Она вспомнила все с леденящей ясностью. Его руки, сжимающие ее запястье с нечеловеческой силой, когда она пыталась вырваться в последнем отчаянном рывке. Его губы, холодные и влажные на ее коже, слизывающие кровь, сладкий ужас отдачи, когда жизнь утекала из нее по капле.
Его голос, хриплый от сдерживаемого шторма ярости и... чего-то еще, более глубокого, шепчущего у самого уха: «Ты думаешь, это изменит что-то? Думаешь, смерть освободит тебя от меня?»
Валери медленно, словно боясь разбить хрупкую иллюзию покоя, подняла левую руку. Пальцы дрожали. Она искала грубую повязку, шрам – физическое свидетельство ее бунта, ее отчаянной попытки вырваться из плена его мира, его внимания, его вечного, всепоглощающего присутствия. Но ничего. Лишь гладкая кожа внутренней стороны запястья, и на ней – не шрам, а едва заметная, тонкая розовая полоска, как след от горячей проволоки. Исчезающий памятник ее отчаянию, стертый его волей. Исцеленный след.
Она подняла глаза, и их взгляды столкнулись в полумраке. Его голубые бездны не дрогнули.
– «Ты не увидишь шрама.» – Голос был тихим, ровным, как поверхность замерзшего озера перед трещиной. Но под этой гладкостью чувствовалась сталь. – «Я исправил твою... оплошность.» Последнее слово прозвучало с ледяной точностью, окончательным приговором ее действиям, холодное и уничижительное.
Валери сжала пальцы в кулак, ощущая, как ногти впиваются в ладонь. Слабость отступила перед волной гнева и стыда.
– «Оплошность?» – Ее собственный голос зазвучал хрипло и чуждо.
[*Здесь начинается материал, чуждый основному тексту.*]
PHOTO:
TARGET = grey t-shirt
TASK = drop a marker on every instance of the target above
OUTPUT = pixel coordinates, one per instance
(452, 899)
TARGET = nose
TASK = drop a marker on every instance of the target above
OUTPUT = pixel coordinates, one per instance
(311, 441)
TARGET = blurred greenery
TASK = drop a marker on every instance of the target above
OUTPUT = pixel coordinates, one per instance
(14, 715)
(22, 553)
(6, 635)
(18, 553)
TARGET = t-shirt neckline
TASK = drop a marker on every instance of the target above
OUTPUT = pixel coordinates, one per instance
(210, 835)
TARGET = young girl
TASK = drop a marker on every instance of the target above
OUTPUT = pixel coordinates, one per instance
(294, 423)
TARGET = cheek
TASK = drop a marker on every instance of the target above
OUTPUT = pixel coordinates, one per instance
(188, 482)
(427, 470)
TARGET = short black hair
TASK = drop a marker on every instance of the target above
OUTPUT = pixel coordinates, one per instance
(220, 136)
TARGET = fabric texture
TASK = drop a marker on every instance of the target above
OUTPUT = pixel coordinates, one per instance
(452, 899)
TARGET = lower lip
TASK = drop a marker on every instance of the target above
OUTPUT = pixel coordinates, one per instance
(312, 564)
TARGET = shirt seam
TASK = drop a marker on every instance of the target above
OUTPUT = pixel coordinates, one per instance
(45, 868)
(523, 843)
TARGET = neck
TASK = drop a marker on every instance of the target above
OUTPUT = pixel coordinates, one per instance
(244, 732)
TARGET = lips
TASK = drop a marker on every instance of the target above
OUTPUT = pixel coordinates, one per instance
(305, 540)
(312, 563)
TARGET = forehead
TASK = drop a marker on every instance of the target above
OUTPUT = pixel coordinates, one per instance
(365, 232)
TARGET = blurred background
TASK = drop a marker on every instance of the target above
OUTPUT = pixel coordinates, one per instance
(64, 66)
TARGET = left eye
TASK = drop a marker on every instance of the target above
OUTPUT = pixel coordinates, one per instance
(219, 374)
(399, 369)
– «Да.» Он наклонился чуть ближе. Лунный свет, пробившийся сквозь щель в шторах, скользнул по его лицу, высветив скульптурные скулы, совершенство черт, которые могли принадлежать падшему ангелу, губы – тонкие, бледные линии, способные на шепот, замораживающий душу, и на укус, опустошающий вены. «Если твоя кровь для тебя столь обременительна... Пауза. Его взгляд скользнул по ее шее, к едва видимым точкам, скрытым под рыжими прядями – меткам его обладания. «...ты могла бы просто попросить меня избавить тебя от нее.» Слова были произнесены медленно, растягиваясь, насыщенные двойным смыслом – смертельной угрозой и темным, извращенным обещанием исполнения.
Валери замерла. Воздух перестал поступать в легкие. Его близость, его пронизывающий холод, его слова – все сдавило горло ледяным обручем.
– «Ты думаешь, я делала это для тебя?» Вырвалось у нее, сдавленно.
– «Разве нет?» – Уголки его губ коснулась мрачная тень улыбки, но глаза были лишены веселья, оставаясь ледяными озерами. – «Люди режут вены, когда жаждут внимания. Кричат в пустоту, надеясь, что кто-то услышит их боль и спасет, если они сами на это уже неспособны.» Его взгляд, тяжелый и неумолимый, вернулся к ее запястью, к той розовой линии. «Но ты, Валери...» Он покачал головой, жест, полный древней, усталой досады. «Ты резала слишком глубоко. Ты не звала. Ты хотела умереть. Вычеркнуть себя.»
Она не ответила. Что можно было сказать? Он видел сквозь нее. Правда висела между ними, тяжелая и неоспоримая.
– «Думала, что мое физическое отсутствие в этих стенах делает тебя свободной?» – спросил он тихо. Голос потерял сталь, став задумчивым, почти мягким – что было в сотню раз страшнее крика. «Думала, что расстояние, мои дела, моя... ночь – достаточная преграда для твоего отчаяния? Что ты можешь ускользнуть?»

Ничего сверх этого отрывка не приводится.